IO Biotech is a leading name in cancer vaccines and immunotherapies. They approached LifeSci Search after several years of promising work with their proprietary dual-action platform, T-win, which allows their vaccines to activate T cells to target both cancer cells and the immunosuppressive tumor microenvironment. The company was in Phase I clinical trials for two extremely promising therapeutics, IO102 and IO103, and had just been granted breakthrough therapy approval by the FDA. They needed an exceptional Chief Scientific Officer to guide the company through subsequent phases. Their CSO required both expansive clinical experience in immuno-oncology and familiarity with US investors to support the Europe-based leadership team.  

The Approach

Our team began by working alongside IO Biotech to develop and validate a go-to-market message.
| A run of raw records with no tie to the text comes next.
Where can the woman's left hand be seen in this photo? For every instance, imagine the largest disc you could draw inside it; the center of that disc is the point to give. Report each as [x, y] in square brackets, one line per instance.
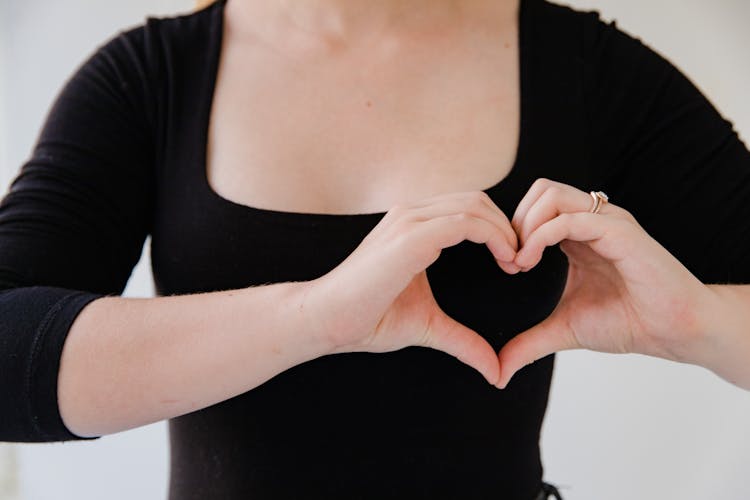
[625, 293]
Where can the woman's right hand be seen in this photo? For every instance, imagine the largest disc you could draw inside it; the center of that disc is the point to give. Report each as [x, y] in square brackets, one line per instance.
[378, 299]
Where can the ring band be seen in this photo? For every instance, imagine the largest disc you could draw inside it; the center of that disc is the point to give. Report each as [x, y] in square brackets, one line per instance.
[599, 199]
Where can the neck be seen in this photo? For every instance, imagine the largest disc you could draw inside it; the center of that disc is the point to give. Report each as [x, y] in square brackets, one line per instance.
[338, 24]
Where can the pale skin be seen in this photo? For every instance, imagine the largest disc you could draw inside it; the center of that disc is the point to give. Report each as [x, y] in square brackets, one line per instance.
[379, 134]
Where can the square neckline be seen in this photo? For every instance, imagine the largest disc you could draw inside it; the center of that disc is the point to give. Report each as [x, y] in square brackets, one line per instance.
[513, 175]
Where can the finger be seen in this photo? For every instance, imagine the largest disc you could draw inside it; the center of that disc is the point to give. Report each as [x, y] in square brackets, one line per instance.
[555, 199]
[544, 338]
[534, 192]
[578, 226]
[449, 230]
[448, 335]
[477, 203]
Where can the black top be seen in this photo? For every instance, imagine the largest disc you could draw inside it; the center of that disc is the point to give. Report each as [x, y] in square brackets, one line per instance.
[122, 156]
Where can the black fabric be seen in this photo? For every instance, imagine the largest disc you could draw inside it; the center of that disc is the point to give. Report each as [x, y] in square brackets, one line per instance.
[121, 156]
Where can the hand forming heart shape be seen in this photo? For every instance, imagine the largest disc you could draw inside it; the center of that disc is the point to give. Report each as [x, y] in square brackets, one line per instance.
[625, 293]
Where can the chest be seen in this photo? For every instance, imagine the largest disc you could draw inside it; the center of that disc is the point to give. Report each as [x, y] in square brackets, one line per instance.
[360, 133]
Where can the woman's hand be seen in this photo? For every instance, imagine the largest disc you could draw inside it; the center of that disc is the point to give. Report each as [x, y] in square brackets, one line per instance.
[378, 299]
[625, 293]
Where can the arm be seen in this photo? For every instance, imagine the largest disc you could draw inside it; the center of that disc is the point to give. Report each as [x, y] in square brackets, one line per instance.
[724, 347]
[662, 269]
[130, 361]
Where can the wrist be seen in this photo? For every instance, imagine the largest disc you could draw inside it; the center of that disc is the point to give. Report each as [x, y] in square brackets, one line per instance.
[307, 303]
[721, 341]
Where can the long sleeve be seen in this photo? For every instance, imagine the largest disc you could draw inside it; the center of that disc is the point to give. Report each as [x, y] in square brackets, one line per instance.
[72, 226]
[662, 151]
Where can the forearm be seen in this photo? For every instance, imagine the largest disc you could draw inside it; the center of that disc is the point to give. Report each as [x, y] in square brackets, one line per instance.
[724, 346]
[128, 362]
From there, we moved to create a complete market map of qualified scientific leaders based in the US, leveraging LifeSci’s expansive KOL network and our analysts’ knowledge of the immuno-oncology companies they had previously worked with. We were able to contact over 150 sources in the IO space, and to generate a thorough list of candidates with the required qualifications. From there, based on executive experience and preliminary contact, we presented four candidates to IO Biotech for formal review. 

The Outcome

We successfully placed Muhammad Al-Hajj as CSO, on the strength of twelve years of executive leadership in IO discovery and clinical development. He came to the role from Autolus, where he had served as Senior VP for Translational Sciences and overseen the development of next-generation CAR-T cell therapeutics. Prior positions included VP of Drug Discovery and Translational Medicine at the Sanford Burnham Institute, an NIH-designated cancer center, and Senior Director of Biology and Translational Medicine at GSK, leading oncology R&D. With his leadership, IO Biotech has begun clinical trials for a larger range of solid tumors, completed an extremely successful phase II trial with metastatic melanoma, and went public on November 18, 2021. Simultaneously, we have worked with IO Biotech to place a number of other senior leaders: Peggy Siemon-Hryczyk as SVP for Clinical Operations US, Diane McDowell as SVP for Medical Affairs and Clinical Development, and Daniel Mannix as Executive Director for Regulatory Affairs.